Over the last couple of decades there have been tremendous developments in innovation through science and technology. It is well known fact that these two are the key drivers for such developments. For instance, through research, diseases have been better understood creating an avenue of new drug discoveries and treatment options with advancing technology.
Whereas the developed world has made most of these advances, the developing world is yet to, not because they cannot but due to a combination of factors from lack of resources to proper infrastructure in a background of absent early mentorship into the field of science. Thus in order for the developing world to make an impact and contribute to the field of science, a deliberate effort should be made by both the policy makers and individuals to invest in quality scientific mentorship programs for emerging scientists.

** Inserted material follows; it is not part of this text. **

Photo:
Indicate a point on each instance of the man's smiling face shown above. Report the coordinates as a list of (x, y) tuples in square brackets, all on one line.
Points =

As a people, we do not invest enough in research and development. The share of higher education students enrolled in science and engineering is too low. Furthermore, women comprise less than one-third of researchers and even fewer scientists and engineers. Women are at least half of our talent pool, and progress is impossible without their full participation at every level.
The industrial revolution largely passed Africa by; the continent now needs to keep pace with the rest of the world, to avoid being left behind in today's technological advances.
This starts with a change in our mindset. We really cannot be satisfied with just ending poverty, YES Zambia's aim is shared and sustainable prosperity.
And the key to this is science and innovation bound by research. Technology and skills are the lifeblood of economic growth and competitiveness, and investments in the necessary education and infrastructure – including broadband – must continue.
The problem is not only insufficient numbers of science and technology professionals being produced – but too often those produced waste their talents in unconducive environments.